A sumente non concisus,

non confractus, non divisus:

integer accipitur.

Sumit unus, sumunt mille:

quantum isti, tantum ille:

nec sumptus consumitur.

Pelo que consome, não é partido, não é fracionado, não é dividido: é recebido integralmente. Consome um, consomem mil: aquele recebe tanto quanto este, e não é consumido o que é recebido.

Sumunt boni, sumunt mali:

sorte tamen inaequali,

vitae vel interitus.

Mors est malis, vita bonis:

vide paris sumptionis

quam sit dispar exitus.

Consomem os bons, consomem os maus; mas a sorte é desigual: vida ou morte. Morte para os maus, vida para os bons: veja quão par é o consumo; quão ímpar é o êxito.

Fracto demum sacramento,

ne vacilles, sed memento

tantum esse sub fragmento,

quantum toto tegitur.

Nulla rei fit scissura:

signi tantum fit fractura,

qua nec status, nec statura

signati minuitur.

E quando o sacramento é fracionado, não vacile, mas lembre: está tão presente em cada fragmento quanto escondido sob o todo. Quando o sinal é fraturado, a coisa não é dividida; e Aquele que ali está significado não é diminuído em estado nem em estatura.

Ecce Panis Angelorum,

factus cibus viatorum:

vere panis filiorum,

non mittendus canibus.

In figuris praesignatur,

cum Isaac immolatur,

agnus Paschae deputatur,

datur manna patribus.

Eis o Pão dos Anjos, feito comida dos viadores: verdadeiro pão dos filhos, não para ser jogado aos cães. Em figuras prefigurado quando Isaac é imolado, o Cordeiro Pascal é prescrito, o maná é dado aos patriarcas.

Bone pastor, panis vere,

Iesu, nostri miserere:

Tu nos pasce, nos tuere,

Tu nos bona fac videre

in terra viventium.

Tu qui cuncta scis et vales,

qui nos pascis hic mortales:

tuos ibi commensales,

coheredes et sodales

fac sanctorum civium.

Amen.

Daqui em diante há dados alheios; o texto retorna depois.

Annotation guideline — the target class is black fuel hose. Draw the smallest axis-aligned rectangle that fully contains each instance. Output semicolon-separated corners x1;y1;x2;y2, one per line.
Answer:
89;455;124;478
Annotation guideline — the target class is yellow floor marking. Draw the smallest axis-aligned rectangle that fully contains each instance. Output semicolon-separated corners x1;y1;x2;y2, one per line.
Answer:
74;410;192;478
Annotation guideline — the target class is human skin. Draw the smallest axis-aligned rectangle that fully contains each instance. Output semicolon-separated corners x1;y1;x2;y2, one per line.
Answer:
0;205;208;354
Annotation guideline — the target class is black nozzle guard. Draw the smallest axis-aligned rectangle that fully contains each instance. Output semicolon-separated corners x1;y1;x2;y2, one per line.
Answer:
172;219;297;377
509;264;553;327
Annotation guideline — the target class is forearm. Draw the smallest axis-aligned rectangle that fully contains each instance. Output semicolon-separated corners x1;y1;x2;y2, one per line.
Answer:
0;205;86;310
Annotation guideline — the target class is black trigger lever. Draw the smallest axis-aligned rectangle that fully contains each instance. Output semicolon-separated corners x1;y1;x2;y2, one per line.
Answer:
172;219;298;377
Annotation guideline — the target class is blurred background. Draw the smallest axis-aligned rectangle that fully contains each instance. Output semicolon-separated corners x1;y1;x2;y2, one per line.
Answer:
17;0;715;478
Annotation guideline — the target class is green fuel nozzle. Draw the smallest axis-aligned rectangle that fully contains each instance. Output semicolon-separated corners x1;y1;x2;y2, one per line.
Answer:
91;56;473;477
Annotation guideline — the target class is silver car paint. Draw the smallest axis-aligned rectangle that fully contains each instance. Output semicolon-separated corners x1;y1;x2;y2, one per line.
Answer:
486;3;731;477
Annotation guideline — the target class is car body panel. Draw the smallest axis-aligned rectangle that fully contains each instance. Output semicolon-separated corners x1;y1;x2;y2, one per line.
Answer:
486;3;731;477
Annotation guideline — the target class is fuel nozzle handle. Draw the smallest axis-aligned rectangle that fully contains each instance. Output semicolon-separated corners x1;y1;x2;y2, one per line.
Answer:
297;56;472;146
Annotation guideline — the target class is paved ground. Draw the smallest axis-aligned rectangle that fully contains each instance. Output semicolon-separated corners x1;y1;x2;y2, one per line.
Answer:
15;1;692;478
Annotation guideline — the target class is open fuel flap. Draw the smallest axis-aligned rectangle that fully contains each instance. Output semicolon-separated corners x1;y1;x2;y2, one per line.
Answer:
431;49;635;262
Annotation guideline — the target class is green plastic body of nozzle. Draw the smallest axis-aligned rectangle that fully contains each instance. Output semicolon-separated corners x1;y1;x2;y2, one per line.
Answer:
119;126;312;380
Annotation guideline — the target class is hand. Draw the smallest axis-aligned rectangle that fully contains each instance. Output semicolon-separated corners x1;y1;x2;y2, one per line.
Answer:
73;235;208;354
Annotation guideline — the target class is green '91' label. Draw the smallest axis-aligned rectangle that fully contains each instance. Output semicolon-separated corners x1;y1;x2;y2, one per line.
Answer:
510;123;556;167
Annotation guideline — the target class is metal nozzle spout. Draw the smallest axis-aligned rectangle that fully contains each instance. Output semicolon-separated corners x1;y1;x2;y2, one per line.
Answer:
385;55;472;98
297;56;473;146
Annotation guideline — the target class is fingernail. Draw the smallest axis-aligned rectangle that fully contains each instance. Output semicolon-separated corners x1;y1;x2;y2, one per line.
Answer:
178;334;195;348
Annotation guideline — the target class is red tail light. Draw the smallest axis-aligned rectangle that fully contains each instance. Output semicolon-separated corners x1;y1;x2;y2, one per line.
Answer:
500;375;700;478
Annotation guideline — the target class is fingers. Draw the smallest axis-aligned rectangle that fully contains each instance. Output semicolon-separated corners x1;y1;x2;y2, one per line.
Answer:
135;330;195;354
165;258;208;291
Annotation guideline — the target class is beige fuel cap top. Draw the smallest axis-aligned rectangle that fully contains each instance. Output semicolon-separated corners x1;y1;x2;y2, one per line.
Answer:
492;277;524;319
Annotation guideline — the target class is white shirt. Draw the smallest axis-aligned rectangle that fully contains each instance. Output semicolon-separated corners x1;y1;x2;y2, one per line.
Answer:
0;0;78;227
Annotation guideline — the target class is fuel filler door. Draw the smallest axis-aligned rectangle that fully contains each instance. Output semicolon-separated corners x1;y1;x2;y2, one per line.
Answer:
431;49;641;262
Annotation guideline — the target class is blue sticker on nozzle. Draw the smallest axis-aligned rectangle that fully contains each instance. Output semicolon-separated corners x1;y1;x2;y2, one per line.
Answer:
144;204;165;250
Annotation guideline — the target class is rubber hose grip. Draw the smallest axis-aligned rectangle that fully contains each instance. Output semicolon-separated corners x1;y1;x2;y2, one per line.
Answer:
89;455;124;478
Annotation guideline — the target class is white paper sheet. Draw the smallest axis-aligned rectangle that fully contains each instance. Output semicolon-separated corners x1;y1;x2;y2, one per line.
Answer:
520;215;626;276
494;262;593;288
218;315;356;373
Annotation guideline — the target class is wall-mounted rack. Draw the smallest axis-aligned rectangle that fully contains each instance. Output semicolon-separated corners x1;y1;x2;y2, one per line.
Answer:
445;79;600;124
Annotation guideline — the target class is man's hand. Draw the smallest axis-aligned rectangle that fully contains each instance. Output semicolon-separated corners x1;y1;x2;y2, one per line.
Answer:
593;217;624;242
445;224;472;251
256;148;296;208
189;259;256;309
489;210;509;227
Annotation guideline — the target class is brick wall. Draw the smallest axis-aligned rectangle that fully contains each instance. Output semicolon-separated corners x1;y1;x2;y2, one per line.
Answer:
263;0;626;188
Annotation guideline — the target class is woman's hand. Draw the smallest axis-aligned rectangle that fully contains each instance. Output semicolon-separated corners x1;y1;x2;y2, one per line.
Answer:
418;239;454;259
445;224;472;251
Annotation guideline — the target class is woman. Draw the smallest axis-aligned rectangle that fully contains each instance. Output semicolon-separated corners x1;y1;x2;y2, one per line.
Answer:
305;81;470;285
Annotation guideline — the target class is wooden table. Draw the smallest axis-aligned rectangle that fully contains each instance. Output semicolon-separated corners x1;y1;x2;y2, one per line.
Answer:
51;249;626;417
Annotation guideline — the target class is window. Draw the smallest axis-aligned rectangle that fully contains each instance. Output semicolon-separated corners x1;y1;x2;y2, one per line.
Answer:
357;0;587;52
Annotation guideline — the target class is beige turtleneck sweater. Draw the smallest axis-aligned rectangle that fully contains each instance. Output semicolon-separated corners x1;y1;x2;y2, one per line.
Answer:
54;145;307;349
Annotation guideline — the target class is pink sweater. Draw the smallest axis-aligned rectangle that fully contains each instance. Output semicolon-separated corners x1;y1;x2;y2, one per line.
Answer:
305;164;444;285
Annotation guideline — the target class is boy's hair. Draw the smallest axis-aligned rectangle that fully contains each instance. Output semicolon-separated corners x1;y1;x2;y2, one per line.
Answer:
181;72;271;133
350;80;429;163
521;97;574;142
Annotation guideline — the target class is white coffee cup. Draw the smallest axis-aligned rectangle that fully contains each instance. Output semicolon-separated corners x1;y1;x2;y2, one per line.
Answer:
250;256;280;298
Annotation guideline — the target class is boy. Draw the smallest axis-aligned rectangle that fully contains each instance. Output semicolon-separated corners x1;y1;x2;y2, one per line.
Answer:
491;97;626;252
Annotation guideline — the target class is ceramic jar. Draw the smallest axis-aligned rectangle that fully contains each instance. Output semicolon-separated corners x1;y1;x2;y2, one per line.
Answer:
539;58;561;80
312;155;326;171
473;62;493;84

Alleluia.

Bom Pastor, pão verdadeiro, Jesus, tende misericórdia de nós: fazei-nos ver os bens da terra dos vivos. Vós, que tudo sabeis e podeis, que a nós mortais aqui alimentais; com os vossos comensais, fazei-nos vossos co-herdeiros e companheiros; co-cidadãos dos santos! Amém. Aleluia!

Referências:

Dom Prosper Guéranger, O.S.B.. The Liturgical Year. Loreto Publications, Fitzwilliam, 2000.